Ich gebe zu, es gibt Workshops, wo ich während der Mittagspause den Seminarraum nicht verlasse. Zumeist liegt das an der mangelnden Gelegenheit, preiswert und vor allem gut zu Mittag zu essen. In diesem Fall bringe ich mein Pausenbrot mit und bleibe vor Ort. Allerdings kommt das nicht oft vor, vielleicht etwa drei bis vier Mal im Jahr. Ansonsten esse ich beim Kunden in der Kantine und verbinde dies mit einem kleinen Spaziergang.

Warum Sie tatsächlich das Büro während der Mittagspause verlassen sollten, zeigt uns Kitty Boinott in ihrem Beitrag 10 Reasons To Leave Your Desk At Lunch auf:

1. Sie werden produktiver

Menschliche Arbeit vollzieht sich in einem bestimmten Rhythmus, wie das Ein- und das Ausatmen. Wenn die Batterie leer ist, sollten Sie sie wieder laden. Das gelingt am besten, wenn Sie sich vom Arbeitsplatz entfernen.

2. Sie werden kreativer

Oft kommt das Gehirn dann auf die besten Ideen, wenn Sie es für eine Weile in Ruhe lassen. Das Unbewusste arbeitet während der Pause an dem Problem weiter und oft haben Sie die besten Ideen, wenn Sie ganz einfachen Tätigkeiten nachgehen. Erlauben Sie sich das Tagträumen und lassen Sie die Gedanken umher wandern.

3. Sie essen achtsamer

Essen am Arbeitsplatz funktioniert in der Regel im Autopilot-Modus, wie Shamash Alidina sagt. Sie werden von Ihren Aufgaben vom Essen abgelenkt. Sie sind in Gedanken bei Ihrem Problem und nehmen gar nicht wahr, dass Sie gerade essen. Gesund ist das nicht. Wenn Sie essen, dann essen Sie, wenn Sie arbeiten, dann arbeiten Sie. Aus diesem Grund sind mir auch die „Arbeitsessen“ ein Gräuel und ich vermeide sie, wo ich nur kann.

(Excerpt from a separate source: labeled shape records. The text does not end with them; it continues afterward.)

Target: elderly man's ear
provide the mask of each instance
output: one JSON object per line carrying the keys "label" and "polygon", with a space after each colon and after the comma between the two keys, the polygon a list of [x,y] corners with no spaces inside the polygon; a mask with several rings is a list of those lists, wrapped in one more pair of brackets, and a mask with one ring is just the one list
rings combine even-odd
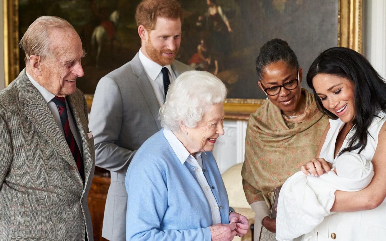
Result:
{"label": "elderly man's ear", "polygon": [[36,54],[32,54],[29,56],[29,65],[34,74],[37,76],[42,75],[42,62],[40,61],[40,56]]}

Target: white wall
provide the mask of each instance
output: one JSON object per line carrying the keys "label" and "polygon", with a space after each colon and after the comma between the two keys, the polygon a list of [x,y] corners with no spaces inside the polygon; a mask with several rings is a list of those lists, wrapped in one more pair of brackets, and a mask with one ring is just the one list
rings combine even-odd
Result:
{"label": "white wall", "polygon": [[386,78],[386,1],[363,2],[363,54]]}
{"label": "white wall", "polygon": [[[363,54],[386,78],[386,0],[363,2]],[[246,121],[224,121],[225,134],[218,138],[213,150],[221,173],[244,161],[246,126]]]}

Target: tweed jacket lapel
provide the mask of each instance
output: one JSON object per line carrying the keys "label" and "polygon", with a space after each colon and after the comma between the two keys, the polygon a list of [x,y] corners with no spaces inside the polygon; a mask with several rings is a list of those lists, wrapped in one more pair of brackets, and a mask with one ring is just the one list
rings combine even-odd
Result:
{"label": "tweed jacket lapel", "polygon": [[137,53],[135,56],[133,58],[133,64],[132,68],[133,73],[138,76],[138,79],[137,80],[137,84],[138,85],[139,89],[142,92],[145,99],[147,103],[149,108],[151,111],[151,113],[154,117],[154,119],[157,123],[157,126],[159,130],[161,130],[162,127],[161,126],[161,123],[158,120],[158,111],[159,110],[159,106],[158,106],[158,103],[157,101],[156,98],[156,95],[154,93],[154,90],[153,88],[151,87],[150,82],[149,81],[147,75],[146,74],[145,69],[144,69],[142,63],[139,60],[139,57],[138,53]]}
{"label": "tweed jacket lapel", "polygon": [[18,86],[19,101],[27,105],[24,114],[59,155],[70,165],[76,166],[66,139],[63,135],[58,135],[61,131],[43,96],[27,77],[25,69],[15,81]]}
{"label": "tweed jacket lapel", "polygon": [[[83,151],[83,163],[85,169],[85,180],[88,180],[90,175],[93,162],[93,155],[91,153],[93,151],[90,148],[91,144],[87,133],[84,130],[88,130],[87,121],[85,116],[84,110],[81,108],[81,106],[79,104],[79,103],[81,103],[83,100],[78,98],[74,94],[68,95],[66,98],[82,139],[83,150],[81,150]],[[80,175],[78,177],[79,180],[83,185],[83,182]],[[86,185],[86,184],[85,183],[85,185]]]}

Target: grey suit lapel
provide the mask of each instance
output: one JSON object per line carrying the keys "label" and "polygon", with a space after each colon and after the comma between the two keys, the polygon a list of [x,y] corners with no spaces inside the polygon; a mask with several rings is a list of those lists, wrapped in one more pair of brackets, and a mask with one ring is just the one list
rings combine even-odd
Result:
{"label": "grey suit lapel", "polygon": [[59,154],[70,165],[74,166],[76,164],[72,153],[51,111],[25,72],[24,75],[22,73],[16,81],[19,86],[19,100],[27,105],[24,114]]}
{"label": "grey suit lapel", "polygon": [[162,127],[161,126],[159,120],[158,120],[158,111],[159,110],[158,103],[157,101],[156,95],[154,94],[154,90],[151,87],[147,75],[146,74],[142,63],[139,60],[138,53],[133,58],[132,61],[133,73],[138,76],[138,79],[137,80],[137,84],[138,85],[141,92],[142,92],[142,94],[143,95],[147,103],[158,129],[161,130]]}
{"label": "grey suit lapel", "polygon": [[[67,96],[66,98],[70,108],[73,117],[76,124],[76,127],[79,131],[82,142],[83,143],[83,150],[81,150],[83,153],[83,163],[85,169],[85,180],[88,180],[93,165],[93,155],[91,153],[91,149],[90,148],[91,144],[88,138],[88,136],[85,131],[88,130],[88,123],[85,117],[84,116],[84,111],[80,108],[79,103],[83,101],[83,100],[77,98],[74,94]],[[79,178],[81,182],[83,184],[81,177],[79,175]]]}

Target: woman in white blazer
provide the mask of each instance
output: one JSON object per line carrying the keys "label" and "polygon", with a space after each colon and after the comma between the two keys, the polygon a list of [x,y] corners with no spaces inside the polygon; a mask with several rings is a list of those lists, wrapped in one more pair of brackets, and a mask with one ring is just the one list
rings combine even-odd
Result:
{"label": "woman in white blazer", "polygon": [[315,229],[312,240],[384,240],[384,80],[360,54],[337,47],[326,50],[314,61],[307,83],[313,91],[320,110],[332,120],[325,131],[317,158],[302,166],[301,170],[306,174],[320,176],[323,170],[328,172],[334,167],[326,160],[335,160],[348,152],[361,153],[371,160],[374,172],[371,182],[364,189],[335,192],[330,209],[334,214]]}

4. Sie pflegen die Beziehung zu Ihren Kollegen

Ab und zu tut es gut, mit den Kolleginnen auch über andere Dinge als die Arbeit zu sprechen. Sie müssen ja nicht über persönliche Dinge reden, mitunter tut es schon gut, die Ergebnisse der Bundesliga zu erörtern. Das ist das berühmte Socializing, das wir Menschen brauchen. Wo kann man besser über alltägliche Dinge sprechen als beim gemeinsamen Mittagessen in der Kantine?

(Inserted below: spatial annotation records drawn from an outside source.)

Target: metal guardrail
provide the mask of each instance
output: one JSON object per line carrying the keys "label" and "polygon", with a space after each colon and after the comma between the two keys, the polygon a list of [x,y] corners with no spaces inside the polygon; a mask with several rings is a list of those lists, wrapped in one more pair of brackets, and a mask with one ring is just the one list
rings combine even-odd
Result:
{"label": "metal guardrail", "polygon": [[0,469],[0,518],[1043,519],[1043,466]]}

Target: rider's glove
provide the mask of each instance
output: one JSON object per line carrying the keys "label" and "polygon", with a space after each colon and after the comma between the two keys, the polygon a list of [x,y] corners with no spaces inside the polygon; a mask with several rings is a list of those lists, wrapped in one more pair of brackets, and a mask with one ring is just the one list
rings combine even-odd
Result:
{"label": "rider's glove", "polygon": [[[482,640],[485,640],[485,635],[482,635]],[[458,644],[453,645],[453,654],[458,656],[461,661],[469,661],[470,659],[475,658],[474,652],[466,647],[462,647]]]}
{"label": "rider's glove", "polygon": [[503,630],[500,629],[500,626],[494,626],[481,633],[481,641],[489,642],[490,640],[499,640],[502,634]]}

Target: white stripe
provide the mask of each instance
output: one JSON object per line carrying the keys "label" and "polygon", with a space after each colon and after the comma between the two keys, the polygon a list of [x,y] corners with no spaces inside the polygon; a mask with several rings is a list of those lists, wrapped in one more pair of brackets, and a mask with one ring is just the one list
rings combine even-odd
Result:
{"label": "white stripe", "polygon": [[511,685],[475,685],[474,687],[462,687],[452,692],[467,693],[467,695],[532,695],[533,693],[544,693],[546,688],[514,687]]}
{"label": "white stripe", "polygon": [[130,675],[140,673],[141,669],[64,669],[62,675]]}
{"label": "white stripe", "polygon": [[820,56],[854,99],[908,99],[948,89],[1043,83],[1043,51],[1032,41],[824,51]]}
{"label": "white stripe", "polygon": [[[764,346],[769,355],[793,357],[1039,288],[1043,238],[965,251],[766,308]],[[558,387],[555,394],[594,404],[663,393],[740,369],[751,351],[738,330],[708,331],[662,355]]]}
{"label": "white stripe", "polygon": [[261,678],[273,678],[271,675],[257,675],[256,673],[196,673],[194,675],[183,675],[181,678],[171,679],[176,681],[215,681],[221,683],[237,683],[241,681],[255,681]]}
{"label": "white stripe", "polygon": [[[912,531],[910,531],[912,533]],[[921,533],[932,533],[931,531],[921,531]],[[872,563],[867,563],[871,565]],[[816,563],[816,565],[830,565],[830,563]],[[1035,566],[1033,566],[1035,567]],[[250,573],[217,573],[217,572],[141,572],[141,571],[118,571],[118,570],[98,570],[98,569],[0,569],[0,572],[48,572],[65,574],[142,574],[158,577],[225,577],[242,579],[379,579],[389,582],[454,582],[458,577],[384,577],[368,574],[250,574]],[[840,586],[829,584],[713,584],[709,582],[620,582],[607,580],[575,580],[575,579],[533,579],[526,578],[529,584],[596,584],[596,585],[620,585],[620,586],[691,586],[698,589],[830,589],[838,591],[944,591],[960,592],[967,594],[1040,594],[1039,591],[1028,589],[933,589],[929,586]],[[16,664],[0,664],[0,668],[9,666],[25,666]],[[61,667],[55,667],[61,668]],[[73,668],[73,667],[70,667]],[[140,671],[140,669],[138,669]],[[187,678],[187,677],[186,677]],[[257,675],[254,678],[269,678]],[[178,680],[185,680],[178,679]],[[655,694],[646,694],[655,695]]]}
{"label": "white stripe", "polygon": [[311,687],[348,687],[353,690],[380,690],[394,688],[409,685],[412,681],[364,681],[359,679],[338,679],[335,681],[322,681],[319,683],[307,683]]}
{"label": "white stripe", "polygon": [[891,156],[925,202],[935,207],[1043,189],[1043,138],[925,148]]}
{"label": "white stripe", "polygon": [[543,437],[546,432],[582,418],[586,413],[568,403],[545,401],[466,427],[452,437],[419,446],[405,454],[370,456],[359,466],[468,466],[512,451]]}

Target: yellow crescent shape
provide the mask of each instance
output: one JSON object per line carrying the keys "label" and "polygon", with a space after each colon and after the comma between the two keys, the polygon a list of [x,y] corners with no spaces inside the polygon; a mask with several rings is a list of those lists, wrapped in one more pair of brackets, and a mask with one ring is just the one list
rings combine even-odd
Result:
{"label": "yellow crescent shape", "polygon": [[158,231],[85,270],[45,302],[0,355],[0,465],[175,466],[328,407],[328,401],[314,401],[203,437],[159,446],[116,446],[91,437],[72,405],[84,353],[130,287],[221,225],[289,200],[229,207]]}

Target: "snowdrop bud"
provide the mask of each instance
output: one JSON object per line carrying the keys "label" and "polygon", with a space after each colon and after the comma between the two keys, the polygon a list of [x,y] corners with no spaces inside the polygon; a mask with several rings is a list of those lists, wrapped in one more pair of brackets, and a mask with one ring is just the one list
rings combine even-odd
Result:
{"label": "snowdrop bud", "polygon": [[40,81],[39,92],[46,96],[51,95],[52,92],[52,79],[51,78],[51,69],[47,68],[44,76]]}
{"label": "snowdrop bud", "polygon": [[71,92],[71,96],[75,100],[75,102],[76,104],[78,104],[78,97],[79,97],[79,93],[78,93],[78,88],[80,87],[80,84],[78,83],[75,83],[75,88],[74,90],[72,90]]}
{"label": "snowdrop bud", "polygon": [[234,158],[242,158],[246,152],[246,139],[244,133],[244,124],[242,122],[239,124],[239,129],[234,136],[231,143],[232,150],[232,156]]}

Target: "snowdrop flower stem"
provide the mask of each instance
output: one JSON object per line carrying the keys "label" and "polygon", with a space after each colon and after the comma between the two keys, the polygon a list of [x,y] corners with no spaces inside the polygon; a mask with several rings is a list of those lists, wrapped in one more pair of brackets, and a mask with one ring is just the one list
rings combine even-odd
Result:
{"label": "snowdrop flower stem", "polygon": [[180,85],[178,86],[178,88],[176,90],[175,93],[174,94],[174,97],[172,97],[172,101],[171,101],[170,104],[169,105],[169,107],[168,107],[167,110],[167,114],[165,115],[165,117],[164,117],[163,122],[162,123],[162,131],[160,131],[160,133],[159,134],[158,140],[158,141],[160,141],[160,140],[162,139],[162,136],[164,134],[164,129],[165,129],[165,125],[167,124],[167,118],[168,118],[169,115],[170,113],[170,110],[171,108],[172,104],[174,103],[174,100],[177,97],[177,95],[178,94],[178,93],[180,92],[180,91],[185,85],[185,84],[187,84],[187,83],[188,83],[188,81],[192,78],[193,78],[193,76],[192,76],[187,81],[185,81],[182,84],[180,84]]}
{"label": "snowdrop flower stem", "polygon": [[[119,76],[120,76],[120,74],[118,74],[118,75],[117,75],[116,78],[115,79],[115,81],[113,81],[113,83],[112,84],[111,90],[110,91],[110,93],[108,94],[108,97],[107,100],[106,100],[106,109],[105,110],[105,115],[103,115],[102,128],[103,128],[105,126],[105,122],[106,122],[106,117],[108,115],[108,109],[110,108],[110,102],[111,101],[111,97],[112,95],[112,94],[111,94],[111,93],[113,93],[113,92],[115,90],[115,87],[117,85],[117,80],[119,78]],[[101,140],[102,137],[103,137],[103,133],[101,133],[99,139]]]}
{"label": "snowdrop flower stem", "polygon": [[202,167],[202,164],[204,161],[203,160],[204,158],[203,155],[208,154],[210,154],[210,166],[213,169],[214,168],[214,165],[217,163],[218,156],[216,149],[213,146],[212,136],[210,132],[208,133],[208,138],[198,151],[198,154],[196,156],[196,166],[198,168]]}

5. Sie kommen an die frische Luft

Gehen Sie in der Mittagspause ein wenig an die frische Luft. Ihr Körper wird es Ihnen danken (allerdings nicht, wenn Sie die Zeit für eine Zigarette verschwenden). Und vergessen Sie nicht, Ihr Büro während der Mittagspause zu lüften, wenn Sie die Möglichkeit dazu haben.

6. Sie bewegen sich

Sie sitzen ohnehin den ganzen Tag. Es gibt ernstzunehmende Stimmen, die das Sitzen als das neue Rauchen bezeichnen. Es kann auf Dauer erhebliche negative Folgen für Ihre Gesundheit nach sich ziehen. Nutzen Sie also jede Gelegenheit, aufzustehen und sich zu bewegen. Auch die Mittagspause.

7. Ihr Schreibtisch und Ihr PC werden nicht vollgekrümelt

Das braucht wohl nicht weiter kommentiert werden.

8. Sie haben mehr Genuss beim Essen

Dieser Punkt hängt eng mit Nummer 3 weiter oben zusammen. Machen Sie sich bewusst, was Sie gerade essen und nehmen Sie das Gericht mit all Ihren Sinnen wahr. Lassen Sie sich vor allen Dingen ausreichend Zeit. Essen Sie bewusst und langsam.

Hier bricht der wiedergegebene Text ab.